The trouble is that the film isn’t enough of any of those. When it starts by interrogating Bonaparte’s inner demons, the impression is that we’re going to get a character study. Was he a tyrant or a misguided visionary? But then Scott and Scarpa pivot into the doomed marriage, and the impression is that we’re going to get an exploration of how the personal becomes political. But the duo pulls its punches, not pursuing either approach at length, but rather spins its wheels against a scattershot tone that’s simply exhausting.
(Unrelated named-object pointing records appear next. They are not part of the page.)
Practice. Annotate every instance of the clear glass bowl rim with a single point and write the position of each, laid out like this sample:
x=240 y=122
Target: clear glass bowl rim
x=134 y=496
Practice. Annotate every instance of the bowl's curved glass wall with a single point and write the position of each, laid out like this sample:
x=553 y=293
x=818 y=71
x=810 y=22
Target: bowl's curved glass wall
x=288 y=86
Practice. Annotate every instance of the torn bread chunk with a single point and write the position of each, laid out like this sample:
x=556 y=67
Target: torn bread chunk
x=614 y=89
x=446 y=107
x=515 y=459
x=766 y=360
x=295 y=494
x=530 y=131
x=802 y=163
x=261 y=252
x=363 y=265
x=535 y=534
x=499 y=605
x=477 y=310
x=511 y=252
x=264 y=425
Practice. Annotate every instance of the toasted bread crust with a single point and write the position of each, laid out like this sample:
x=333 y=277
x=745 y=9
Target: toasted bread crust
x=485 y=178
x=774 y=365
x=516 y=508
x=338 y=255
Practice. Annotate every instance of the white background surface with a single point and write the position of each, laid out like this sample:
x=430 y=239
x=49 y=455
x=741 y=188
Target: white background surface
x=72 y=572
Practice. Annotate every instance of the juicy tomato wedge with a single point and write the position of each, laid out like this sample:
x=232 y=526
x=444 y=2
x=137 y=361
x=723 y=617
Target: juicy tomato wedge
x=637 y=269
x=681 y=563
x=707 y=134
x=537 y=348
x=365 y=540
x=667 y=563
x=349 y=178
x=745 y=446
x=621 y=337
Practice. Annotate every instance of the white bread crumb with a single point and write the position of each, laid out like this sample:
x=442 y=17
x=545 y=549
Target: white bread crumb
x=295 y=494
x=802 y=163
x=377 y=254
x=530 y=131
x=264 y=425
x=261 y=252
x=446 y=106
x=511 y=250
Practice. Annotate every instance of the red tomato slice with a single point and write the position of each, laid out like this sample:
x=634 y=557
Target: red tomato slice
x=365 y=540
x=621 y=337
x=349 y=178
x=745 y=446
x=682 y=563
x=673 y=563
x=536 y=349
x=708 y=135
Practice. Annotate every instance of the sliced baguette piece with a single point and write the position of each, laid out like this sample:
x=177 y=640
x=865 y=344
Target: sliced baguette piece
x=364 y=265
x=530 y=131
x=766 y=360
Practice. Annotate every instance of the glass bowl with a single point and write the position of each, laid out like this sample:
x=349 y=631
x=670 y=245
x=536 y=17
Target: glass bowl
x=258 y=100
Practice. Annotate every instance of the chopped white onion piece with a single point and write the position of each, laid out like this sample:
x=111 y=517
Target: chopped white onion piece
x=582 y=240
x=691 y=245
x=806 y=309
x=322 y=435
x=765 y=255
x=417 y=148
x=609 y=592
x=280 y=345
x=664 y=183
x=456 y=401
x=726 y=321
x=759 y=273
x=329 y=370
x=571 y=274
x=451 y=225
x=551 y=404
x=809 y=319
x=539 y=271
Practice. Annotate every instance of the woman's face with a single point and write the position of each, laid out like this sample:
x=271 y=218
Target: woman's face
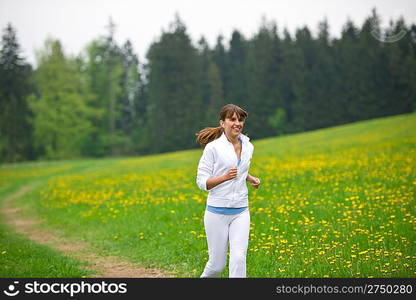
x=232 y=126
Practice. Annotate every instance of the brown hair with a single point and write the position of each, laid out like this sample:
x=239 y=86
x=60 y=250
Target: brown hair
x=209 y=134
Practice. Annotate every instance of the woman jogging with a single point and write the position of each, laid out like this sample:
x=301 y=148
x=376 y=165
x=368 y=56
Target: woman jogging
x=223 y=171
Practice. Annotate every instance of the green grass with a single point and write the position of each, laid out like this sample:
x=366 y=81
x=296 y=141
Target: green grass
x=22 y=258
x=336 y=202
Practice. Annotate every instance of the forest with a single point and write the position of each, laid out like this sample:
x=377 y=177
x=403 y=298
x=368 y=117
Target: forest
x=105 y=101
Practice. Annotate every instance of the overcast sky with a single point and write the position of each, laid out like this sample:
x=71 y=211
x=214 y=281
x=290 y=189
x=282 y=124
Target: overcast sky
x=77 y=22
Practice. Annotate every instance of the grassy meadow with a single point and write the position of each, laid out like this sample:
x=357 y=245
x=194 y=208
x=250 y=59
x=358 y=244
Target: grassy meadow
x=336 y=202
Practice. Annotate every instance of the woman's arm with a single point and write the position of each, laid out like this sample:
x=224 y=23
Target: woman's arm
x=255 y=182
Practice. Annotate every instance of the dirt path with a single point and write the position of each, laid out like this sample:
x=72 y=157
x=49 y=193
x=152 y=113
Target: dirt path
x=107 y=266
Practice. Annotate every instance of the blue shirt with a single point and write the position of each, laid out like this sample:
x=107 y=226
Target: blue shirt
x=227 y=210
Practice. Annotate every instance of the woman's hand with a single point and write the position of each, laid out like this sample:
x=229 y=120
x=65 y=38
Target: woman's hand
x=231 y=174
x=254 y=181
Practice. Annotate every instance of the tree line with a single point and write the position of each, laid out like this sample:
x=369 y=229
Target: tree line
x=105 y=102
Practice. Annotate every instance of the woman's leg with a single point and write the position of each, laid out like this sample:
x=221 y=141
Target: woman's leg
x=216 y=229
x=238 y=235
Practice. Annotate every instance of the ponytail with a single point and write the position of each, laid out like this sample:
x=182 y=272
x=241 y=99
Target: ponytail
x=207 y=135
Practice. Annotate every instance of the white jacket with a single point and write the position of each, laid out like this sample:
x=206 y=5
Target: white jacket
x=218 y=157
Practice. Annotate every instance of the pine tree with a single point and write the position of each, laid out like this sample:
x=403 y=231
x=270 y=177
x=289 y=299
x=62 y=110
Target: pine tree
x=61 y=114
x=174 y=91
x=15 y=85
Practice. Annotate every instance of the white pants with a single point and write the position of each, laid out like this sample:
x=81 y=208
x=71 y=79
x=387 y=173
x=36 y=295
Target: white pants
x=221 y=229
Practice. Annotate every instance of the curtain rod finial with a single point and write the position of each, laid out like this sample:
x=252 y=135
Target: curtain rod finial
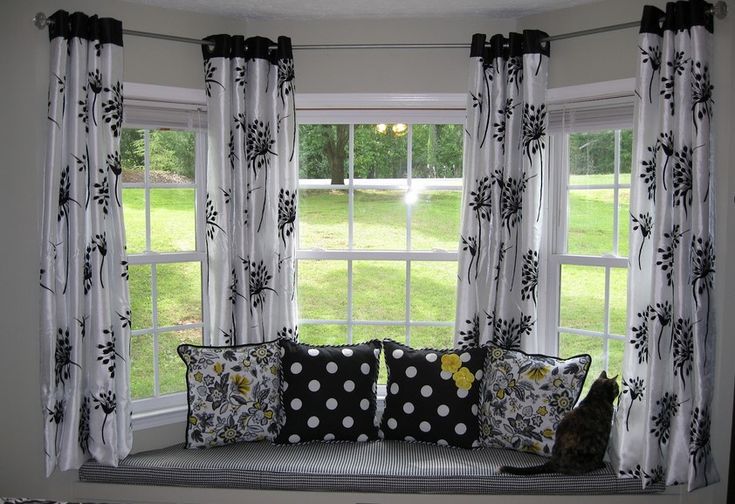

To suggest Napoleon is less than worthy of its place on a big screen is simply contrarian. Stellar visual effects by Neil Corbould (Gravity) render the violence of cannon fire more brutally than ever. Immaculately detailed costumes by designer Janty Yates (Gladiator) and lush production design by Arthur Max (Seven) bring Napoleonic France to vivid life. Sweeping widescreen cinematography from Scott regular (since Prometheus) Dariusz Wolski efficiently encapsulates Bonaparte’s ambition. 

Napoleon might have tipped over into greatness with just a little more detail, or focus, or breathing room — though it’s hard to describe the film as suffocated at over two and a half hours. Perhaps we’ll get a chance to find out if rumors about a four-hour director’s cut headed for producer Apple TV+ are true. It worked for Kingdom of Heaven.